В 1927 г. отдельной книгой были опубликованы воспоминания и дневники Тихомирова со вступительной статьей В. Фигнер, работа над которой далась ей нелегко[40]. «Работа, в моих глазах, ответственная, и она у меня не ладится, п[отому] ч[то] материал громадный, сложный и для меня душепотрясающий»[41], – писала она Новорусскому. Своими переживаниями Фигнер также поделилась c Чарушиным: «Материал как человеческий документ имеет большую ценность: меня он потряс и морально сделал больной. Это очень сложная история, к которой следует подойти не с тем отношением, какое возбудила его брошюра “Почему я перестал быть революционером”»[42]. Фигнер также просила Чарушина, лично знавшего Тихомирова по кружку «чайковцев», прислать свое мнение о нем и его отступничестве[43]. В процессе работы у нее возникла идея издания сборника с воспоминаниями о Тихомирове, в котором, кроме нее, должны были принять участие Н.А. Чарушин, А.Н. Бах и А. Прибылева-Корба[44].

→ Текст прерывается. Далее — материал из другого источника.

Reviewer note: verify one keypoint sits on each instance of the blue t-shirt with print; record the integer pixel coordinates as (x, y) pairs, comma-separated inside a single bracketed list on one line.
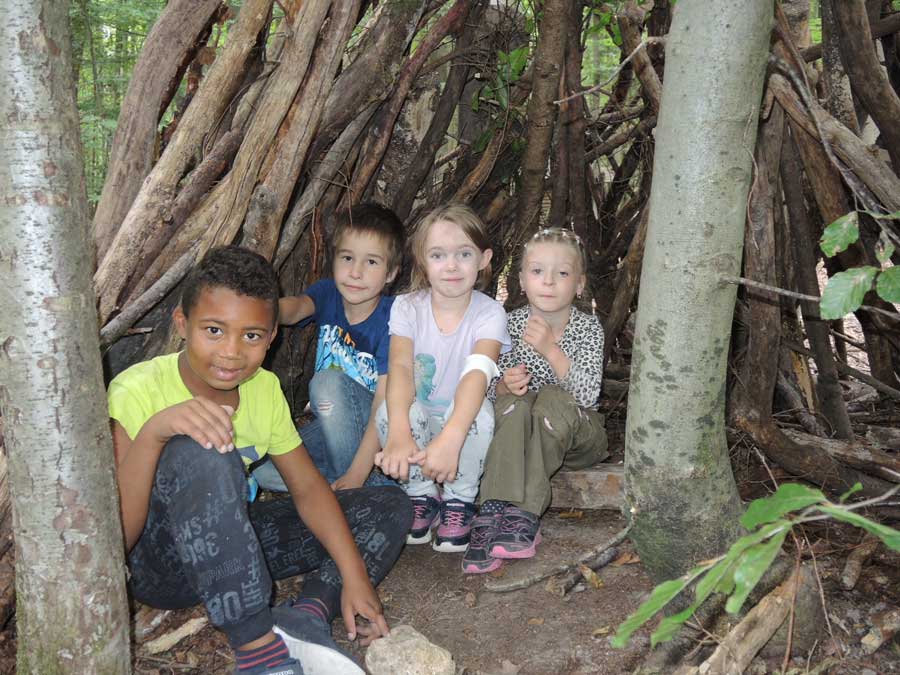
[(360, 350)]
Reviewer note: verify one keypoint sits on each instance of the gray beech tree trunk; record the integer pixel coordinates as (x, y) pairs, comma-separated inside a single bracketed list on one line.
[(680, 492), (70, 572)]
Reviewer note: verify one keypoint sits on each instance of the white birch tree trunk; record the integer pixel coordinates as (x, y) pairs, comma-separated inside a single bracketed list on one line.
[(72, 612)]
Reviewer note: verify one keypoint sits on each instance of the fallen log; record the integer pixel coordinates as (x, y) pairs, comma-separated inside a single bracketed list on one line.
[(856, 560), (744, 641), (854, 454)]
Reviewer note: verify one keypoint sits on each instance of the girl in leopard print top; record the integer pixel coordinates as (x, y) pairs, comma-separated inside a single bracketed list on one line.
[(546, 401)]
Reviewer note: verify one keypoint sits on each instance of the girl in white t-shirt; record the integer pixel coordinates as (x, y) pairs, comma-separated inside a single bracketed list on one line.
[(436, 424)]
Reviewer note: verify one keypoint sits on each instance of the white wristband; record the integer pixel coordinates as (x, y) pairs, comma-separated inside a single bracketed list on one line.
[(483, 363)]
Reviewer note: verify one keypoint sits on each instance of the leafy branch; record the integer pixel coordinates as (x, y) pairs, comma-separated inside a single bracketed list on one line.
[(737, 572), (845, 291)]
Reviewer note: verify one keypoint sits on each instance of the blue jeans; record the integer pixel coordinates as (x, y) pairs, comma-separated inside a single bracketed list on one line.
[(341, 406)]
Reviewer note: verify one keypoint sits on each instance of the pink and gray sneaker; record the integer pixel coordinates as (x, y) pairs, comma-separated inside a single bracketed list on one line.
[(426, 513), (452, 535), (478, 558), (520, 533)]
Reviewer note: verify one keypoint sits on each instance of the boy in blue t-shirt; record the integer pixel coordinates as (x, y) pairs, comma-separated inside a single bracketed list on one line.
[(352, 350), (185, 427)]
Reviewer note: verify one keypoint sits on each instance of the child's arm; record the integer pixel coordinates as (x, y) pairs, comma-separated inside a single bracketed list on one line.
[(540, 336), (514, 381), (369, 446), (440, 459), (400, 393), (319, 509), (136, 459), (294, 308)]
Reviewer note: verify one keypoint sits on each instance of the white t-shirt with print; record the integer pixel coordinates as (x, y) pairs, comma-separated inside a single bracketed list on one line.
[(438, 357)]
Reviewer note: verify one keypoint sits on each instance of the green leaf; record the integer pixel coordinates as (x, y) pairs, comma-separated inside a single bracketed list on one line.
[(659, 598), (789, 497), (845, 291), (884, 216), (888, 284), (503, 97), (856, 488), (840, 234), (752, 565), (888, 535), (616, 35), (670, 625)]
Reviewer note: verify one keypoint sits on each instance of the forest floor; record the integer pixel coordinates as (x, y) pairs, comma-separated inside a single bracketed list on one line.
[(533, 631)]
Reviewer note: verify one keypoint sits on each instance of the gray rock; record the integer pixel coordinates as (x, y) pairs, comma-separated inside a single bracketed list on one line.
[(407, 652)]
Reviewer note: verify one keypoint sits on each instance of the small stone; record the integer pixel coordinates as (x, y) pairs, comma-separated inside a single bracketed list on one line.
[(407, 652)]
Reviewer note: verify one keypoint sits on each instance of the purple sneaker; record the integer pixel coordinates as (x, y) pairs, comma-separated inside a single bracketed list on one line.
[(426, 513), (452, 535), (478, 559), (520, 533)]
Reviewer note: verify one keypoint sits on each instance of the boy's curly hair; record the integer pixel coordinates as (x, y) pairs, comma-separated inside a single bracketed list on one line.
[(236, 268)]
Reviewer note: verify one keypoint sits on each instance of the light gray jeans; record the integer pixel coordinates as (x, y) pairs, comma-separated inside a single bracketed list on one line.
[(425, 427)]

Во вступительной статье к «Воспоминаниям» Тихомирова В. Фигнер пыталась разобраться в причинах его ренегатства: «заболел психически» или «всегда можно было ожидать»? Сама Фигнер первоначально придерживалась первой версии и объясняла случившийся с ним переворот сумасшествием, так же, как и Н.А. Чарушин[45], А. Прибылева[46] и А.В. Якимова[47]. Однако прочтение дневников и воспоминаний Л. Тихомирова заставили Фигнер усомниться в собственной проницательности. Пойдя вслед за образом, созданным самим Тихомировым, и не пытаясь ему противопоставить собственные воспоминания, В. Фигнер нашла подкрепление и для второй точки зрения. Особое внимание она уделила рассказу Л. Тихомирова о своем детстве и юношестве, который показывал, по ее мнению, что в революционное движение он был втянут бессознательно.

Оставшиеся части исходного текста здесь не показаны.